In politics, some things change—like which “not-Romney” candidate leads the GOP pack each week. Some things don’t—like Mitt Romney can’t seem to get beyond 25 percent in national polls.
A little over three months ago, Michele Bachmann threatened to rocket right past Romney. A month ago, Rick Perry did. And a short two weeks later, so did Herman Cain. But Bachmann and Perry, and now arguably Cain, suffered self-inflicted wounds, and fell to earth.
Romney is likely to survive at the top of the national GOP leader board, even as the next not-Romney candidate, Newt Gingrich, gains ground.
But things still may change. For we are quick to forget.
A little over four years ago, Hillary Clinton’s seemingly insurmountable lead over Barack Obama was more than 2:1, at a whopping 48.5 percent. Rudy Giuliani was the leader of the GOP pack, while John McCain was deemed a “third-tier” candidate. And who remembers in 2004 that Joe Lieberman led the Democratic primaries for eight months?
The 2012 campaign season is still young. And the GOP eight now face an unbeatable opponent. Not Barack Obama—he’s extremely vulnerable, as the recent Gallup poll shows. The unstoppable force is the calendar.
The dates are now set for the early caucus and primary states, Jan. 3 through Feb. 4. And the smart focus is on polling in Iowa, New Hampshire, South Carolina, Florida, and Nevada, more so than national averages.
In the state-by-state battle of Romney and the not-Romneys, here’s where I see the field right now:
Herman Cain: An unconventional candidate and campaign in the middle of a classic, yet avoidable, crisis. We'll see if he can keep the Cain Train from derailing. It’s going to be tough, but he still has the potential to do well among more conservative Iowa and South Carolina voters.
Mitt Romney: His mantra: steady, steady, steady.
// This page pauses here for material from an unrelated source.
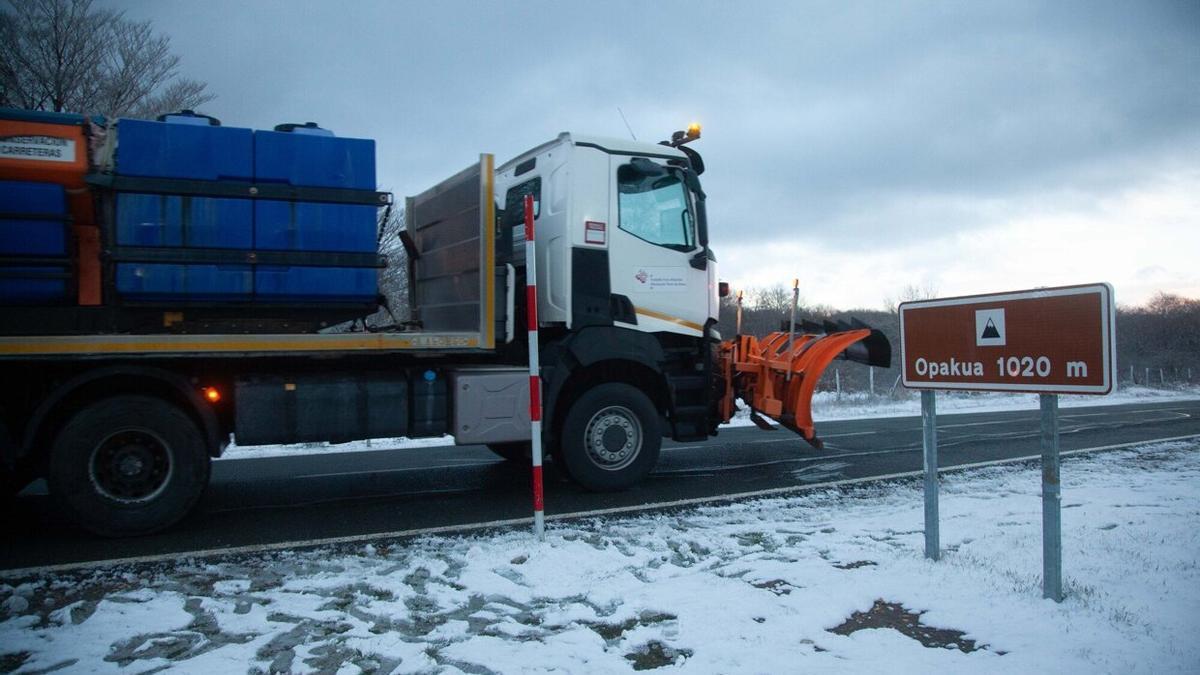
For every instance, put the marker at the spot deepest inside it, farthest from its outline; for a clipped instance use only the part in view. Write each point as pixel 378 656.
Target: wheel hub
pixel 131 466
pixel 613 437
Romney is in position for a solid win in New Hampshire. If no one emerges to lead the “anyone-but-Romney” pack, and the votes are split, Romney could even surprise and pick off Iowa, in which case the nomination contest will be over.
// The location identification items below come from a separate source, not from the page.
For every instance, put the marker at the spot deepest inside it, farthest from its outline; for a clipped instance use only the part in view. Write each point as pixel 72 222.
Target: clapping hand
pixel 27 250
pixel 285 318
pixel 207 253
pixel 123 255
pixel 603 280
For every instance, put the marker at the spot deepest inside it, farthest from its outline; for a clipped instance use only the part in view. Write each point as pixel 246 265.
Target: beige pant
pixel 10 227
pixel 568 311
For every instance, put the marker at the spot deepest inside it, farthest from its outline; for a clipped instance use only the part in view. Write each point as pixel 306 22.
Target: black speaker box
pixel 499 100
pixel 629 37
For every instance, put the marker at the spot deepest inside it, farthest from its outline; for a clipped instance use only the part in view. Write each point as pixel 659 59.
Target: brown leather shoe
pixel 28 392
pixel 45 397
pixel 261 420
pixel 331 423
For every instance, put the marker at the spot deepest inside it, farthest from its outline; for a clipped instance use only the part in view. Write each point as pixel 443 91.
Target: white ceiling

Newt Gingrich: The man to watch right now. Slowly and steadily rising in the polls as he stays focused on the issues. None of the other not-Romneys can match his intellect or ability to “tell it like it is.” If Gingrich could come out in the top three in Iowa, he's the kind of candidate New Hampshire could warm to and turn conventional wisdom on its ear, as the Granite State often does.
Rick Perry: Perry needs to round up a posse of voters to do well in Iowa. And he may gain if Cain loses steam. He's got the money, manpower, and message—if voters are willing to give the governor a second look after his poor debate performances.
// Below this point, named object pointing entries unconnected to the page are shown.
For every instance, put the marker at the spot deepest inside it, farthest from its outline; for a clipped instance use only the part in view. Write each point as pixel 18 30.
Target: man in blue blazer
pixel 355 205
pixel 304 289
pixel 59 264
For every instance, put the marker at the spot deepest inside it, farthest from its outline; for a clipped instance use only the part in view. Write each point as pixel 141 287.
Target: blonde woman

Ron Paul: He will get a solid 10 to 15 percent of the vote everywhere. And win nowhere.
Michele Bachmann: She has staked everything on Iowa. If she doesn't break through, she's done.
Rick Santorum: See Bachmann.
Jon Huntsman: Some 44 percent of New Hampshire voters are independents who can vote in either primary. This year there is no Democratic primary, so most of them will be voting in the Republican contest—a perfect scenario for Huntsman to finally make a move.
Still, some things don’t change. That’s why all eyes should be on Iowa and New Hampshire. Be ready for a surprise. Previous winners in these first-in-the-nation contests included Dick Gephardt, Paul Tsongas, Gary Hart, and Pat Buchanan, none of whom were the final nominees.